Le karaoké, l’invention populaire préférée des jeunes d’Asie
Les origines du karaoké ne sont pas connues de manière précise. Beaucoup spéculent sur le créateur du karaoké, combinaison des termes karappo, le vide, et oke, pour okesutora, qui signifient “sans orchestre”. Entre Kisaburo Takagi, un disquaire fondateur de la marque Karaoke et de la société Nikkodo en 1962 et Daisuke Inoue, les rumeurs fusent sur le réel détenteur de la marque. Quoiqu’il en soit, le karaoké a été inventé sur l’archipel japonais, très sensible à la musique populaire et à la nécessité de se divertir après une dure journée de travail.
Entre amis, seul ou entre collègues, le karaoké s’inscrit de nos jours comme un loisir incontournable de la culture de l’extrême-orient, au Japon certes, mais aussi en Corée sous le nom de Noraebang, voire même à Hong-Kong, les jeunes étant friands de chansons populaires. Le karaoké voit aussi ses outils se développer. Si à l’origine, il s’agissait simplement d’un magnétophone avec un microphone pour permettre aux gens de laisser leur âme cantatrice s’exprimer, le karaoké est aujourd’hui un véritable lieu de divertissement, avec des salles, des ordinateurs, des animations, et des vidéos (videoke) pour permettre à chacun d’exploiter au mieux son envie de performance.

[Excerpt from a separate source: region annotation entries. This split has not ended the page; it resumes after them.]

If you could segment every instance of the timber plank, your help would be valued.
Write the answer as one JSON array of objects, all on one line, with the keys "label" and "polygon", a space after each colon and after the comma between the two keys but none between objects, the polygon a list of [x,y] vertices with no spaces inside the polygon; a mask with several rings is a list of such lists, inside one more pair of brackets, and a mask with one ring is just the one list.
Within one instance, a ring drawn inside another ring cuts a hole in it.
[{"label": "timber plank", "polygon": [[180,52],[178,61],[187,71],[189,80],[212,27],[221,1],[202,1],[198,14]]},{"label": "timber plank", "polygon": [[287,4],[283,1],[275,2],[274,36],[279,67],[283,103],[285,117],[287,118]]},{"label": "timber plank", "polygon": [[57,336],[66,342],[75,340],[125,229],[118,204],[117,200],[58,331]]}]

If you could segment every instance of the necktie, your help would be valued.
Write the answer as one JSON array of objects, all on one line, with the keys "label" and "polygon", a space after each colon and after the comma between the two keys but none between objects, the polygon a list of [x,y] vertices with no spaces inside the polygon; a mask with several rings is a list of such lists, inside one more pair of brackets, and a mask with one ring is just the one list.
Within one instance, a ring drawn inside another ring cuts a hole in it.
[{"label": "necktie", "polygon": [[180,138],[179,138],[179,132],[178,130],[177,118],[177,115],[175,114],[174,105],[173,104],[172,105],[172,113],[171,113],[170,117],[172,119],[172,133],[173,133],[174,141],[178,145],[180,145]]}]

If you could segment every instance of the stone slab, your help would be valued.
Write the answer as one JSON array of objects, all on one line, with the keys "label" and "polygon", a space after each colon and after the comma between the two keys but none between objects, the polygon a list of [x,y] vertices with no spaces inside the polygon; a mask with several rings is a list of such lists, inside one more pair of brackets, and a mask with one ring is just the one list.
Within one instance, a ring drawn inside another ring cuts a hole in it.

Et le droit d’auteur dans l’histoire ? C’est l’une des questions les plus sensibles du karaoké. Si beaucoup ne s’appliquent pas à respecter la législation, la plupart des karaoké extérieurs fréquentés utilisent simplement une mélodie avec d’autres tonalités, des versions simplifiées du morceau ou paient une licence pour le droit de diffusion et d’appropriation des musiques.
Le karaoké, ça n’est pas simplement le lieu où l’on peut s’amuser. Désormais, le karaoké est une véritable pratique, applicable à la maison, sur les émissions télévisées et bien plus encore. La popularisation du karaoké est telle que l’occident s’y est aussi mis depuis la fin des années 80, éveillant un sentiment de nostalgie chez quiconque prend le micro pour interpréter un tube de sa jeunesse. Au Japon et en Corée, la chanson populaire est davantage honorée par les tendances de l’idol, de l‘anisong (bandes-sons des anime) ou encore des genres populaires d’antan, dont le trot ou la musique japonaise traditionnelle.
Un lieu social et politique
Si il s’agit d’un divertissement, le karaoke se fait aussi un lieu politique et une pratique sociale. Les karaoké du Japon et de Corée mettent à disposition des box ou des salles à thèmes à réserver pour quelques heures ou toute la nuit, aussi lieux de discussions, où il est possible, voir même essentiel, de commander de quoi se désaltérer ou grignoter.
En fait, le karaoké, c’est une pratique destinée à renforcer les liens entre amis, mais aussi entre collègues. Côté nippon, il est fréquent de retrouver des karaoké d’entreprises, après des signatures de contrats ou des visites professionnelles. Désireux d’aller au Japon, vous n’y manquerez pas, le karaoké après une promesse d’embauche est une tradition par laquelle il faut passer pour s’initier à la vie communautaire et sociale du pays. La hiérarchie est mise entre parenthèses le temps d’une chanson et le karaoké se fait donc l’abri des interactions et relations professionnelles.
C’est peut-être cette dimension sociale qui différencie le plus la notion occidentale de karaoké de la valeur orientale. Mais il est de plus en plus courant de retrouver, par exemple dans notre capitale, ces salles et box de karaoké, au détriment du karaoké à la maison, qui perd de sa notoriété, souvent réservé aux repas de famille et autres fêtes d’anniversaires.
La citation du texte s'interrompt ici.